Recuerdo vivamente la sensación que me recorrió cuando vi la carta y me explicaba, con su letra de trapo, cómo recurría a mí para recibir los pensamientos de otros, porque ella quería coleccionar sellos y palabras ajenas. Sentí una inmensa y entrañable lástima. Fui, la abracé de inmediato e intenté explicarle por qué la gente no respondía, que todo el mundo buscaba la inmediatez y que el mundo en el que estábamos inmersos se había vuelto demasiado líquido y gaseoso, que no se preocupase, que siguiera escribiendo a más gente, que seguro que habría alguien como ella con ganas de escribir y que, tarde o temprano, alguien recogería el guante.
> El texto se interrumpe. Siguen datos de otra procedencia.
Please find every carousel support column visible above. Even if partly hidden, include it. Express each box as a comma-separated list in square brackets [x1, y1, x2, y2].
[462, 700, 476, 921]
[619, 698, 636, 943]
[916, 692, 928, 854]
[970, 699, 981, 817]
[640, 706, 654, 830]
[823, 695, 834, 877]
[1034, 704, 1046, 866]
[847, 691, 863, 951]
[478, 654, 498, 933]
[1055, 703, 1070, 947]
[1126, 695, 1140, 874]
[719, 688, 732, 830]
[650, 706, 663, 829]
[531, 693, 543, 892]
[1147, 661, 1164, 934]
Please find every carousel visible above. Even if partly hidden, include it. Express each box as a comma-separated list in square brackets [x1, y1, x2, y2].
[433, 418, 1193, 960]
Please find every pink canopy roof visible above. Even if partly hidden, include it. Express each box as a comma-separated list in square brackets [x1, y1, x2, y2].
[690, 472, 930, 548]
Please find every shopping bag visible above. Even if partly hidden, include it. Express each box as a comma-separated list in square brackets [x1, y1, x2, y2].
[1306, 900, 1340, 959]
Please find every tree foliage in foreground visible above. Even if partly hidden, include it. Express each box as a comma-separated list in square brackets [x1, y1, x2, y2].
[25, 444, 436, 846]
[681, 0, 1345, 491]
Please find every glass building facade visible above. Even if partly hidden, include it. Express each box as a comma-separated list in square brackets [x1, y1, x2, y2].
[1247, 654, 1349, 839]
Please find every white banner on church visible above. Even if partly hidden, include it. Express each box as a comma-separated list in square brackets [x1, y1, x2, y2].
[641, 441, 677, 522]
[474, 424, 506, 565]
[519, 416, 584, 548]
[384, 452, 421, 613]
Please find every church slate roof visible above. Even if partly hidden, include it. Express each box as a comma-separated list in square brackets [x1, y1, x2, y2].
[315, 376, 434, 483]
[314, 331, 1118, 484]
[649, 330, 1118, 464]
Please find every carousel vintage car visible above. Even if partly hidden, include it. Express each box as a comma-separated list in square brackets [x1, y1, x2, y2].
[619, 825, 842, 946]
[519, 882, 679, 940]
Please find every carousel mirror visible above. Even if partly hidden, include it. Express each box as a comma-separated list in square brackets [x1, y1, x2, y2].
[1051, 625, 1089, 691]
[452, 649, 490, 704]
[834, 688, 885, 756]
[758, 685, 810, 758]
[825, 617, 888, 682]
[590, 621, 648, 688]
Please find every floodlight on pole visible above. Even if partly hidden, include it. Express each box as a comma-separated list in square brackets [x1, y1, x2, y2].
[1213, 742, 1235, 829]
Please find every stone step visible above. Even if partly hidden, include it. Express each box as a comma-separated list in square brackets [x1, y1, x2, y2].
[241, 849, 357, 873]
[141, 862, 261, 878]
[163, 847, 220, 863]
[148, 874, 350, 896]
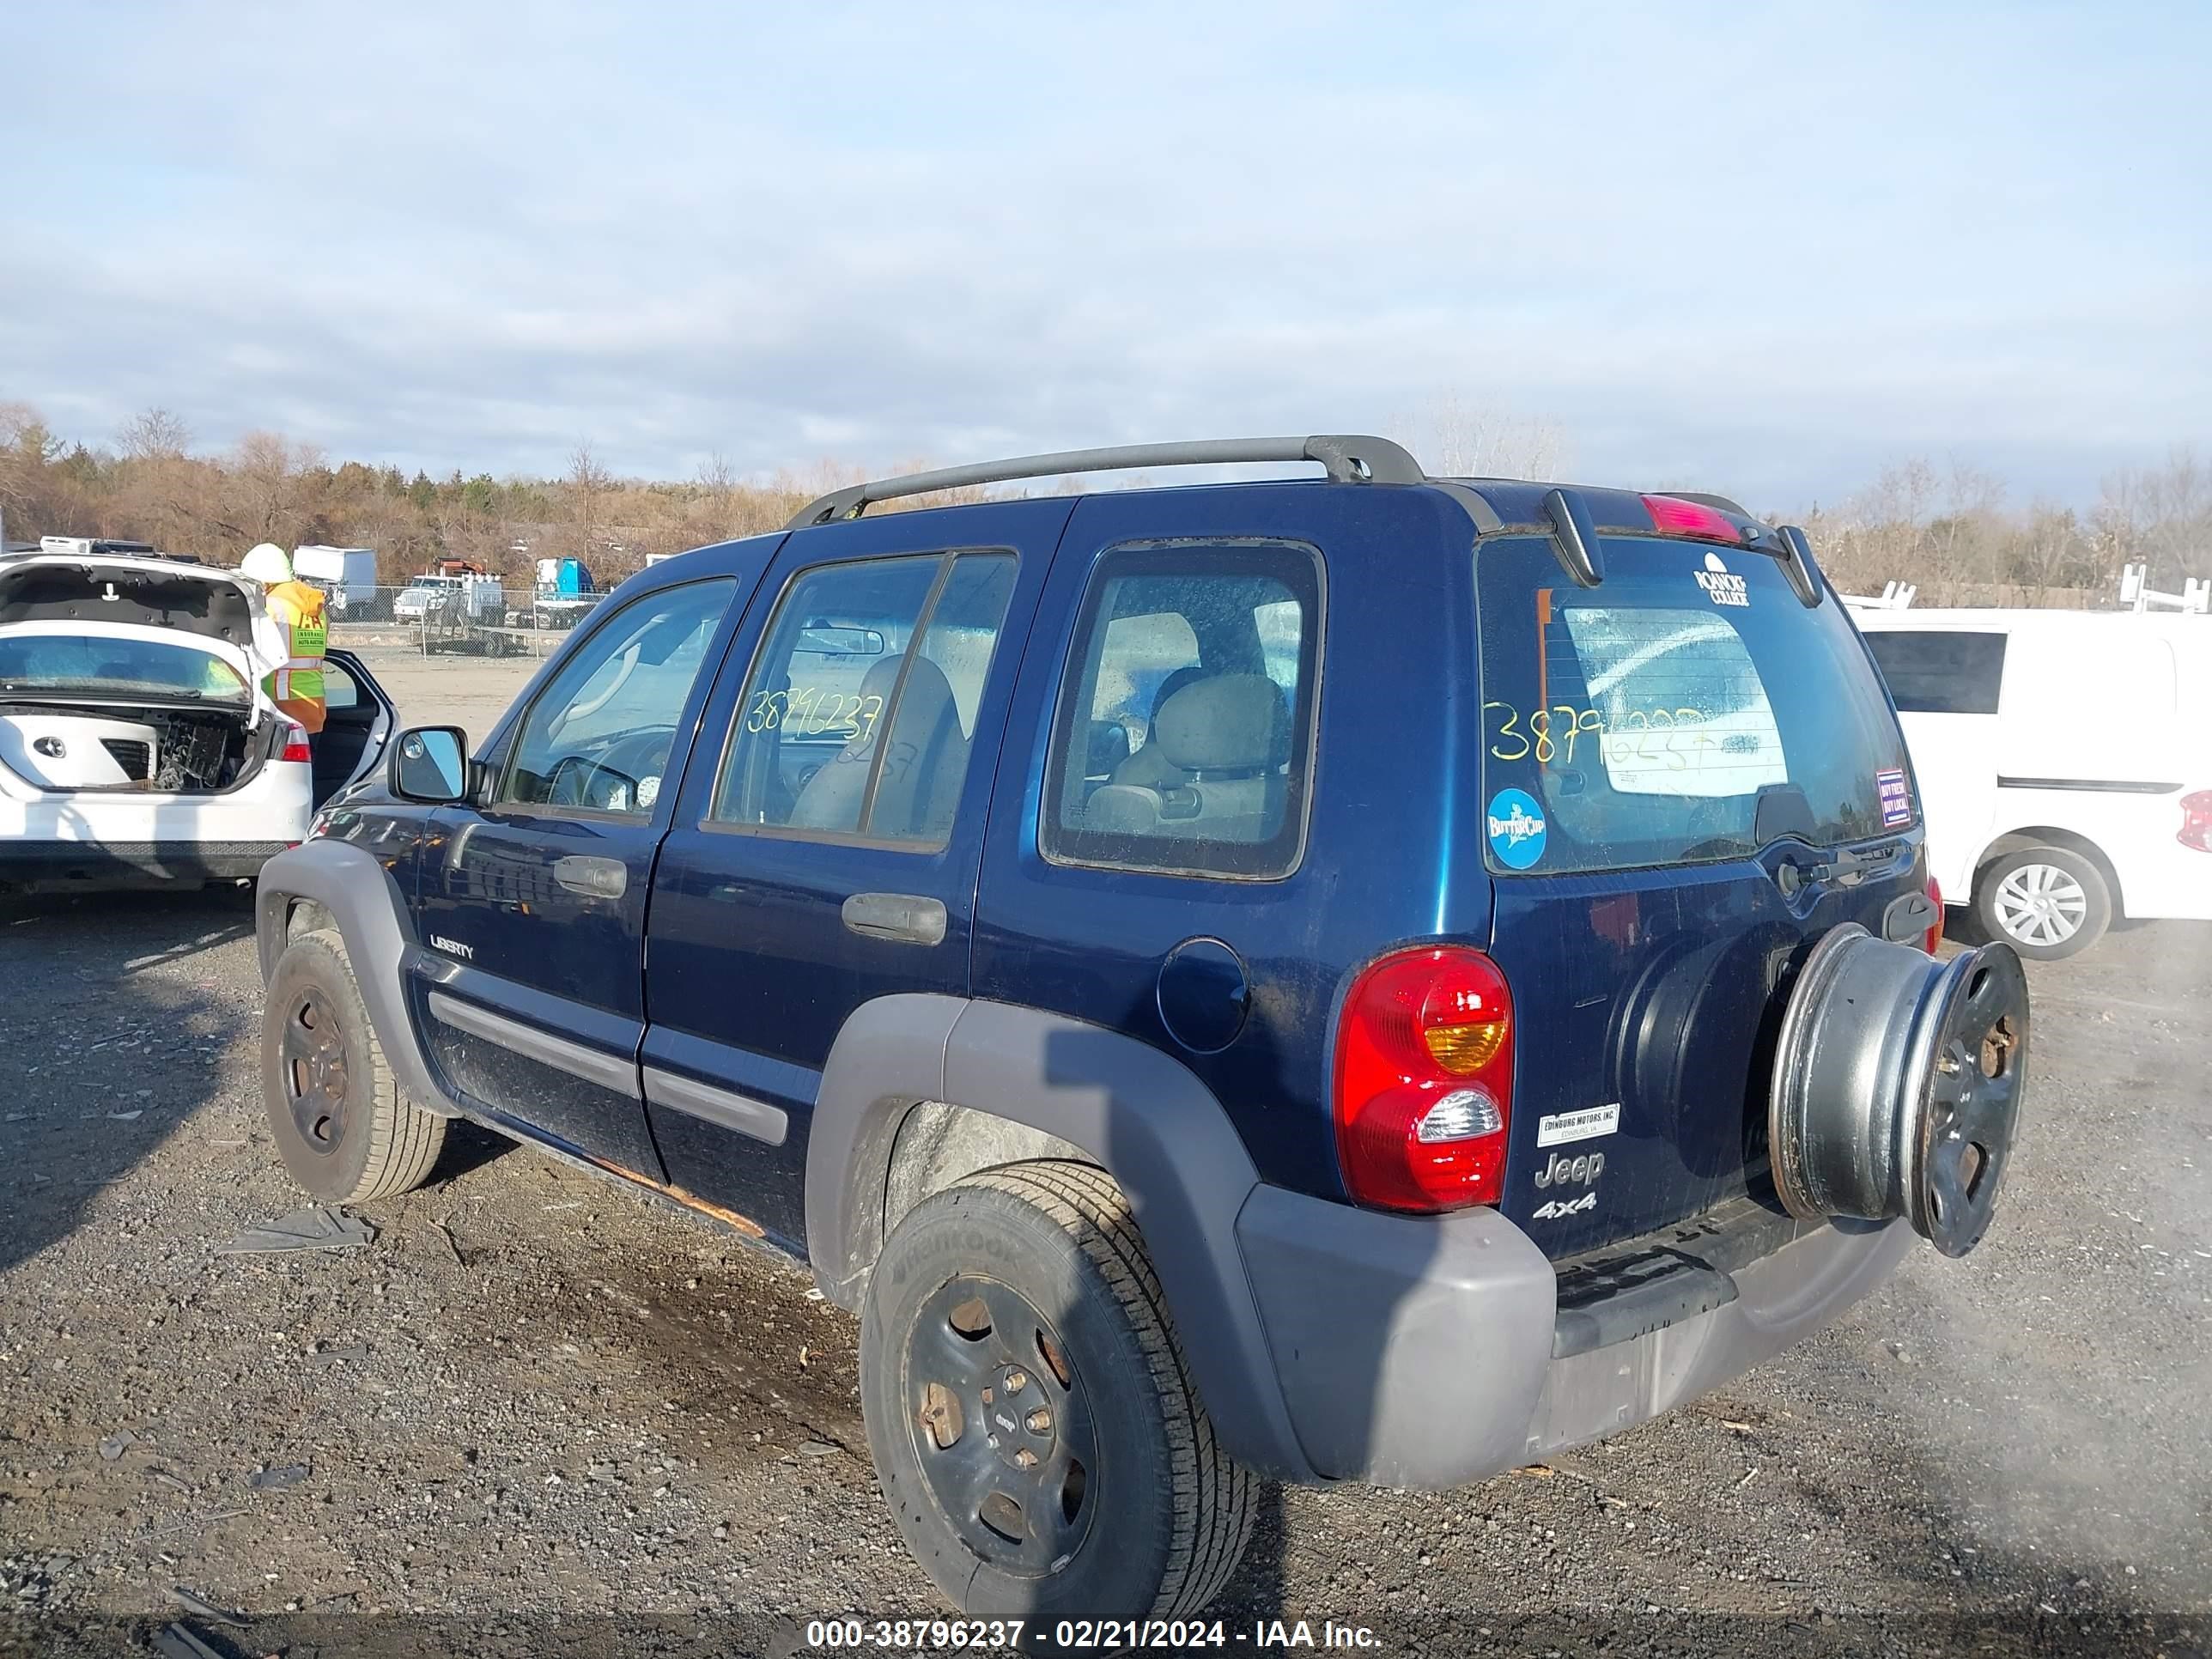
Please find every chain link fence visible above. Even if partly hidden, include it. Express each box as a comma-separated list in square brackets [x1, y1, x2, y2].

Ya en la noche, reflexionando sobre ello, me acordé de Obabakoak, la excelente novela de Bernardo Atxaga, concretamente de la historia de Esteban Werfell. Este niño –hijo del ingeniero Werfell, el único ateo del pueblo, de origen alemán– conseguía ir por fin un día a misa y allí, a causa del calor y del momento tan intenso, sufría un desmayo, durante el cual presenciaba una alucinación en la que una muchacha rubia y hermosa llamada María Vockel se le aparecía, le hablaba del amor y le daba una dirección en Hamburgo. Una vez repuesto, regresaba a casa y le contaba todo a su padre, quien le instaba a comprobar si era cierto ayudándole a escribir una carta en alemán y enviarla a la dirección dada. Al cabo de unos meses recibía una respuesta donde una muchacha llamada María Vockel le relataba, en alemán, que ella también había sufrido el mismo día y a la misma hora una alucinación en misa y que había soñado con él. A partir de aquí comenzaban una relación epistolar intensa, al principio con ayuda de su padre, por el idioma, pero poco a poco, y gracias a que Esteban estudiaba y aprendía muy bien la lengua paterna, él solo para poder tener algo más de intimidad en la correspondencia. A lo largo del tiempo, se mandaban más de cien cartas en las que él se enamoraba de ella, crecía, le hablaba de todas sus inquietudes, del futuro… Llegaba a los 17, dejaba Obabakoak, se iba a la Universidad y comprobaba cómo, lentamente, María empezaba a cambiar el tono en sus respuestas, se retrasaba, se mostraba monosilábica, hasta que un día ella cortaba por carta y dejaba de escribirle. Él lo pasaba mal, pero rehacía su vida, acababa sus estudios de Geografía e historia, se casaba y continuaba su existencia. 30 años después, ya muerto su padre, Esteban Werfell iba a Hamburgo para ir a la dirección donde había enviado ese centenar de cartas. Al llamar y preguntar por María Vockel, un anciano sonreía y le daba una carta en la que su padre le pedía perdón por lo que había hecho y le explicaba cómo había aprovechado el incidente de su desmayo (el nombre y la dirección eran retazos de conversaciones realizadas con su padre de pequeño) para incitarle a aprender alemán, así como estimularle, a través de una muchacha inventada, a estudiar una carrera y no ser como los chicos rurales de Obabakoak, algo que, sin duda, había logrado. Un final sorprendente e inesperado para un texto donde la escritura y la verosimilitud lo eran todo.
Como pueden entender, en aquel momento me entraron ganas de crear una María Vockel para ella, porque sabía que el mundo, tal y como lo habíamos conocido, se acababa, pero no lo hice, ya que, aunque ignoraba que ella también caería en las redes de la inmediatez del móvil, creía –estaba convencido de ello– que en algún lugar de este océano desnaturalizado que han traído las nuevas tecnologías, siempre habría náufragos como ella a la espera de unas letras que nos recordasen el origen de todo.
Quizás ahora, desde la emoción primigenia de la tarjeta navideña enviada, aparezca de nuevo el deseo de escribir como antes, como siempre, o, ya, como nunca.